La décision est prise par le chef d’établissement, dans le respect des règles qui suivent.
a) Remise d’ordre accordée sous conditions : Aucune remise d’ordre n’est accordée :
-  Lorsque la durée de l’absence ou du retrait est inférieure à 5 jours de cours consécutifs en application des instructions de la collectivité territoriale de rattachement.

-  Pour raisons médicales lorsque la durée de l’absence est inférieure à 5 jours de cours consécutifs en application des instructions de la collectivité territoriale de rattachement.
Si la durée de l’absence est supérieure à 5 jours de cours consécutifs, la famille présente par écrit la demande avec certificat médical dans les 30 jours suivant le retour de l’élève dans l’établissement.

Une remise d’ordre peut exceptionnellement être accordée à la famille, sur sa demande expresse accompagnée le cas échéant des pièces justificatives nécessaires, dans les cas où l’élève

• Change d’établissement scolaire en cours de période.
• Change de catégorie en cours de période pour raisons de force majeure dûment justifiées (par exemple : régime alimentaire).
• Pratique un jeûne prolongé aux usages d’un culte.

Il revient alors au chef d’établissement d’apprécier les motifs invoqués
b) Remise d’ordre accordée de plein droit :

La remise d’ordre est accordée de plein droit à la famille sans qu’il soit nécessaire qu’elle en fasse la demande dans les cas suivants :

• Fermeture des services de restauration sur décision du chef d’établissement, après accord de la collectivité territoriale de rattachement.
• Renvoi temporaire ou définitif d’un élève par mesure disciplinaire.
• Participation à une sortie pédagogique, à une journée pédagogique banalisée ou à un voyage scolaire organisé par l’établissement pendant le temps scolaire, lorsque l’établissement ne prend pas en charge la restauration, durant tout ou partie de la sortie ou du voyage.

• Stage en entreprise ou séquence éducative prévus par le référentiel.
D’une manière générale, la remise d’ordre est accordée de plein droit lorsque l’établissement n’est pas en mesure de fournir un repas, mais également lorsque la situation pédagogique de l’élève l’amène à prendre un repas à l’extérieur de son collège.

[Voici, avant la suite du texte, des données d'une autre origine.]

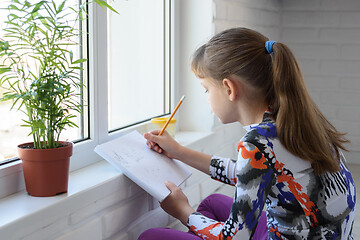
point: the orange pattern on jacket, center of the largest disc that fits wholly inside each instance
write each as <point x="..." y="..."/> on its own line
<point x="246" y="154"/>
<point x="206" y="234"/>
<point x="295" y="188"/>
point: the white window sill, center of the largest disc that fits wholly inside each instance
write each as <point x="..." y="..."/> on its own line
<point x="84" y="184"/>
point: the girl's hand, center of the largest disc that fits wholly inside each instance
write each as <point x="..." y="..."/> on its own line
<point x="177" y="204"/>
<point x="163" y="144"/>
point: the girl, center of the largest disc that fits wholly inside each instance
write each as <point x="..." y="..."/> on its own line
<point x="289" y="158"/>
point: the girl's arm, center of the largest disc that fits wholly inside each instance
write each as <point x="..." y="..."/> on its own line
<point x="172" y="149"/>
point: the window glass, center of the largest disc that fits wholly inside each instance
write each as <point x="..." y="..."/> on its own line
<point x="11" y="133"/>
<point x="138" y="83"/>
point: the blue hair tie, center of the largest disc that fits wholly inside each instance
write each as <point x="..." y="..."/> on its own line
<point x="268" y="46"/>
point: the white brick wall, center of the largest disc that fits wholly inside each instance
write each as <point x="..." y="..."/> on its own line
<point x="325" y="37"/>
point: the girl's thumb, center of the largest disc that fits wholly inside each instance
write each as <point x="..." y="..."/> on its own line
<point x="150" y="137"/>
<point x="171" y="186"/>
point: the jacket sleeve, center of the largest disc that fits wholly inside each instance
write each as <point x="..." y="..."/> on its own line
<point x="223" y="170"/>
<point x="253" y="178"/>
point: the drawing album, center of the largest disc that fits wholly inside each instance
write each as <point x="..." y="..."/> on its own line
<point x="147" y="168"/>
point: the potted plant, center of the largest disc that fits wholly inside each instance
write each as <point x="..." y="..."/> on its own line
<point x="47" y="88"/>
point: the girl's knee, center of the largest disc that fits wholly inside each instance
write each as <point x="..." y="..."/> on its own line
<point x="148" y="234"/>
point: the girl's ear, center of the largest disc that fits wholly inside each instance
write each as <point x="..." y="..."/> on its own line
<point x="232" y="89"/>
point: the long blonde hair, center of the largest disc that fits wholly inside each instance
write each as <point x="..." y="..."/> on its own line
<point x="301" y="127"/>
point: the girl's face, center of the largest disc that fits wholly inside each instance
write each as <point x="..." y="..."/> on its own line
<point x="219" y="101"/>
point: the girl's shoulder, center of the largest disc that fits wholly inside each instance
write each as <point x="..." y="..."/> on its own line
<point x="265" y="129"/>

Lorsque l’élève est accueilli dans un autre établissement public, il est constaté dans son établissement d’origine, au tarif de ce dernier. Il revient alors à l’établissement d’origine de régler le montant du/des repas pris, au tarif pratiqué par l’établissement d’accueil.
Article 5 : hébergement des commensaux, des hébergés et des hôtes.
a) Les commensaux :

Tous les commensaux dont la demande d’admission aura été acceptée par le chef d’établissement, en application des instructions du Département, sont accueillis sous le régime du paiement à la prestation.

Les règles édictées à l’article 3.3, b) leur sont intégralement applicables.
b) Les hébergés :
Les élèves sont hébergés sous le régime de la demi- pension ; la facture est établie par l’établissement, sur les bases définies dans la convention.
Les personnels sont hébergés sous le régime de la prestation ; les règles édictées à l’article 3.3, b) Ieur sont intégralement applicables.
c) Les hôtes de passage :
Les règles édictées à l’article 3.3, b) Ieur sont intégralement applicables.

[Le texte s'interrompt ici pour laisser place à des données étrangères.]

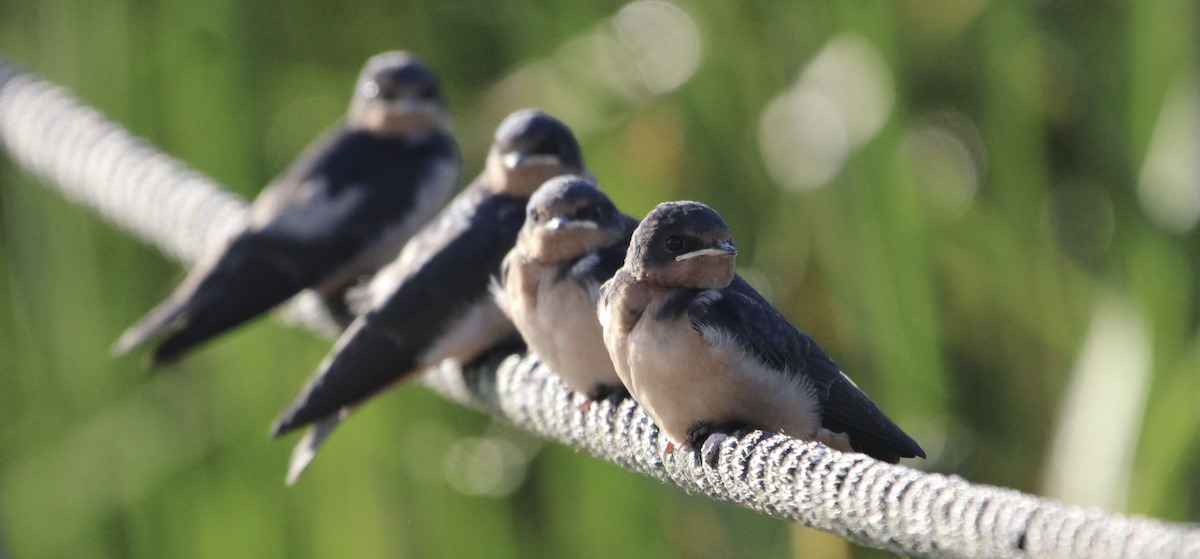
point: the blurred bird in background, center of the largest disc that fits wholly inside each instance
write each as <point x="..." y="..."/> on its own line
<point x="574" y="239"/>
<point x="341" y="211"/>
<point x="433" y="302"/>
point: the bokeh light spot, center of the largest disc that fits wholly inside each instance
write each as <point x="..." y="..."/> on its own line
<point x="839" y="103"/>
<point x="1169" y="185"/>
<point x="665" y="41"/>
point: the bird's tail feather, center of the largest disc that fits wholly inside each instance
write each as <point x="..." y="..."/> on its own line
<point x="365" y="361"/>
<point x="159" y="320"/>
<point x="306" y="449"/>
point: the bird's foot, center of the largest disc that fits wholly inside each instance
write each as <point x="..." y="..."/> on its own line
<point x="612" y="394"/>
<point x="707" y="439"/>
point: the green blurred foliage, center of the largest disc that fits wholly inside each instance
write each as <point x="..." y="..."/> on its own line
<point x="961" y="325"/>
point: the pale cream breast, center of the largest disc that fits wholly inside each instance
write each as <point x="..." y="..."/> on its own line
<point x="558" y="320"/>
<point x="683" y="378"/>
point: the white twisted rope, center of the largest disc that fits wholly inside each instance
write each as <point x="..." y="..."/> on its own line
<point x="160" y="199"/>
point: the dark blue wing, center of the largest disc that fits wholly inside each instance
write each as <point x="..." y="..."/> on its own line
<point x="766" y="334"/>
<point x="331" y="204"/>
<point x="384" y="346"/>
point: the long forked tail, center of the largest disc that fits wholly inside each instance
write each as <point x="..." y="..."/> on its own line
<point x="306" y="449"/>
<point x="157" y="322"/>
<point x="364" y="362"/>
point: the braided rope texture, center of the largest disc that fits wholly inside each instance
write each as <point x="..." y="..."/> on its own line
<point x="96" y="162"/>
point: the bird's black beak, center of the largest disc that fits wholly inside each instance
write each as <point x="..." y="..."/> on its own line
<point x="559" y="223"/>
<point x="720" y="250"/>
<point x="516" y="158"/>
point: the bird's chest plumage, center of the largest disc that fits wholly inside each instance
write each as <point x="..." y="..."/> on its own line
<point x="684" y="377"/>
<point x="558" y="319"/>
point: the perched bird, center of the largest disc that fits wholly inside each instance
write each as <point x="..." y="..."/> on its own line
<point x="433" y="302"/>
<point x="341" y="211"/>
<point x="703" y="353"/>
<point x="574" y="239"/>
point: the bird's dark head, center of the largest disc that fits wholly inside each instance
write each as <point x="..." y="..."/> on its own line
<point x="683" y="244"/>
<point x="531" y="148"/>
<point x="397" y="94"/>
<point x="569" y="217"/>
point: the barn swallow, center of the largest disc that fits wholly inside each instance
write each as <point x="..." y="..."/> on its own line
<point x="703" y="353"/>
<point x="574" y="239"/>
<point x="341" y="211"/>
<point x="433" y="301"/>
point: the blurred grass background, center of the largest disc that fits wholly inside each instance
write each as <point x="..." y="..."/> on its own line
<point x="984" y="210"/>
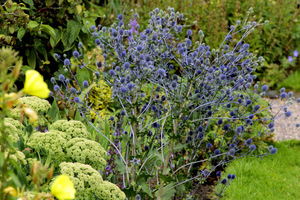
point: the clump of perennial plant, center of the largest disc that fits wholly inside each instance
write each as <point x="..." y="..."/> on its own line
<point x="159" y="140"/>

S’il s’agit de personnes invitées par les tutelles académique ou territorial ou de personnes extérieures autorisées par le chef d’établissement, les repas servis peuvent faire l’objet d’une facturation.
Si l’invitation est faite par le chef d’établissement, la dépense correspondant au tarif hôtes de passage sera imputée sur les frais de réception du service concerné.
Les règles édictées à l’article 3.3, b) Ieur sont intégralement applicables.

Ce règlement intérieur a été rédigé après accord du Conseil d’Administration du 19/06/2025. Il s’impose à tous les membres de la communauté scolaire qui sont tenus de l’appliquer en toutes circonstances. Il pourra être assorti de circulaires d’applications fixant les modalités de détail de la vie courante. Il est, par ailleurs, susceptible de révision.
Etre élève au collège et parents d’élève, c’est accepter et respecter le règlement intérieur.